Es porque hace falta “imparcialidad”. ¿Estás en desacuerdo con la decisión de un órgano de gobierno? Es por falta de “independencia”. ¿Las cosas no salen exactamente como querías? Hay que buscar un mecanismo “apolítico”.
Esto es aun más notorio cuando se trata del efecto de la realidad política sobre el devenir del país.
Pareciera que todos los problemas son el fruto de la intromisión de agentes políticos o de las ineficiencias del sistema democrático. En el mejor de los casos, el valor de verdad de esa forma de ver las cosas es por lo menos dudoso.
Las exigencias de “imparcialidad” muchas veces esconden el deseo de que el dogma de fe asumido no sea cuestionado; las de “independencia”, que no se tomen en cuenta otros puntos de vista que los propios, y las de “apoliticidad”, que a la voluntad de las mayorías no se le preste atención.
Pero la gran cuestión es que los problemas de la República Dominicana son los de toda sociedad democrática, algo insoslayable cuando se debate sobre ellos.
Quien piensa que la solución a las dificultades de la democracia es siempre menos democracia es porque, en realidad, no le gusta la democracia.

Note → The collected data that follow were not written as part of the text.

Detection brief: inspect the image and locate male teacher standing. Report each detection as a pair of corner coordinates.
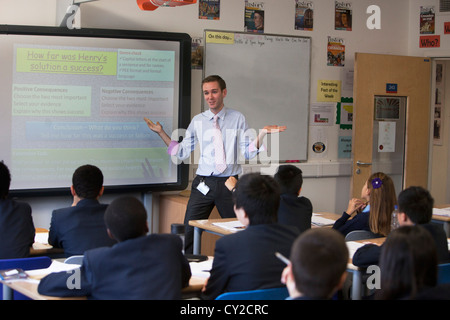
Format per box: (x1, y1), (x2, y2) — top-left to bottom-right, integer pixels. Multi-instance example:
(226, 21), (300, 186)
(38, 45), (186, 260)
(145, 75), (285, 253)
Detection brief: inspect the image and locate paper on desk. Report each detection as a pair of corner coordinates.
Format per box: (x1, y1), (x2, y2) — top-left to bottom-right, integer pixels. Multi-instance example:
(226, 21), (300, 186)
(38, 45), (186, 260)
(26, 260), (80, 280)
(34, 232), (49, 245)
(346, 241), (365, 259)
(189, 259), (213, 279)
(433, 207), (450, 217)
(311, 214), (335, 227)
(212, 220), (245, 232)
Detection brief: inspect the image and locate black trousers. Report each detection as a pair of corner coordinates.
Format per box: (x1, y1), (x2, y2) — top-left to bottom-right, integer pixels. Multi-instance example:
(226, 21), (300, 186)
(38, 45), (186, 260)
(183, 175), (236, 254)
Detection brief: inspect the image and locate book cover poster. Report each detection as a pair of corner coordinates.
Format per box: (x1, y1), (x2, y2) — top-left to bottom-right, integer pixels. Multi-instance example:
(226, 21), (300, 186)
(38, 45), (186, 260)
(295, 1), (314, 31)
(327, 36), (345, 67)
(191, 37), (203, 70)
(335, 1), (352, 31)
(244, 1), (264, 33)
(199, 0), (220, 20)
(420, 6), (435, 34)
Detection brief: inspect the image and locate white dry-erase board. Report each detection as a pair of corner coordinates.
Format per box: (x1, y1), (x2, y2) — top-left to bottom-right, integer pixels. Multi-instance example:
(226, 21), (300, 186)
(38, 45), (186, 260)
(204, 30), (311, 161)
(0, 25), (191, 196)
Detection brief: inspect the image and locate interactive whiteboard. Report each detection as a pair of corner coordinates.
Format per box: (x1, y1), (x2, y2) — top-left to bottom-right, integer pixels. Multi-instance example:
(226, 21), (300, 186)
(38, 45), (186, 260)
(0, 25), (191, 196)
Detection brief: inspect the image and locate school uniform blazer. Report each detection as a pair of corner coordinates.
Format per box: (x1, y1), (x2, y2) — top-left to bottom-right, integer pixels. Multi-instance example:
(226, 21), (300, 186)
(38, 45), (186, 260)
(201, 223), (299, 300)
(0, 199), (35, 259)
(277, 193), (313, 233)
(38, 234), (191, 300)
(332, 209), (371, 237)
(353, 223), (450, 268)
(48, 198), (116, 257)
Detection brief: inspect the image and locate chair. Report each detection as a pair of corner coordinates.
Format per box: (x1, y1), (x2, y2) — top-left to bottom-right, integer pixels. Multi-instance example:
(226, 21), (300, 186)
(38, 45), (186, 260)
(215, 287), (289, 300)
(345, 230), (381, 241)
(438, 263), (450, 284)
(64, 255), (84, 265)
(0, 256), (52, 300)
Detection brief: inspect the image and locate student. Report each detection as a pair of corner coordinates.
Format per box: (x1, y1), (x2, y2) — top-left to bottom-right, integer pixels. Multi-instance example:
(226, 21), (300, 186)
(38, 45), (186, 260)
(0, 161), (35, 259)
(145, 75), (286, 253)
(201, 173), (299, 300)
(353, 186), (450, 267)
(281, 228), (348, 300)
(48, 164), (116, 257)
(332, 172), (396, 237)
(375, 225), (442, 300)
(38, 196), (191, 300)
(274, 165), (313, 233)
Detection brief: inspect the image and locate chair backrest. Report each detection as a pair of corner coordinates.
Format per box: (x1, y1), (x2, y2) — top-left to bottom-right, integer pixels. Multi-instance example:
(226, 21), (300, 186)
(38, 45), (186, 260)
(215, 287), (289, 300)
(0, 256), (52, 271)
(64, 255), (84, 265)
(438, 263), (450, 284)
(345, 230), (380, 241)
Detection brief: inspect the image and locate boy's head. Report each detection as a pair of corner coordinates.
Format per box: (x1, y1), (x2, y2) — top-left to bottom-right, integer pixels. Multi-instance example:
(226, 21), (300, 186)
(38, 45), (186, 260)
(397, 186), (434, 225)
(232, 173), (280, 226)
(274, 165), (303, 195)
(72, 164), (104, 199)
(0, 161), (11, 199)
(288, 228), (348, 299)
(104, 196), (149, 242)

Enfrentados a tales reclamos, debemos llevarlos un poco más allá y preguntarnos siempre: ¿imparcialidad a favor de quién?, ¿independencia frente a quién?, ¿apoliticidad en beneficio de quién? No será difícil encontrar las respuestas: lo que en realidad se pide es que no se delibere, que no se discuta, que no se evidencien los conflictos sociales, políticos y económicos que son inevitables en una sociedad plural.
Carlos Santiago Nino atribuía a las elecciones una naturaleza epistémica, porque condensan en el tiempo los debates importantes para una sociedad y cristalizan las opiniones de los ciudadanos. Pero también decía que las decisiones electorales, aunque contingentes, tienen consecuencias.
Lo mismo manda nuestra Constitución. Pretender borrar las consecuencias de las elecciones en nuestras instituciones es atentar contra la naturaleza democrática del sistema. La solución no es menos, sino mejor democracia.
El ejercicio vigoroso de los derechos ciudadanos es la verdadera forma de controlar a nuestros gobernantes en lo que llegan las siguientes elecciones.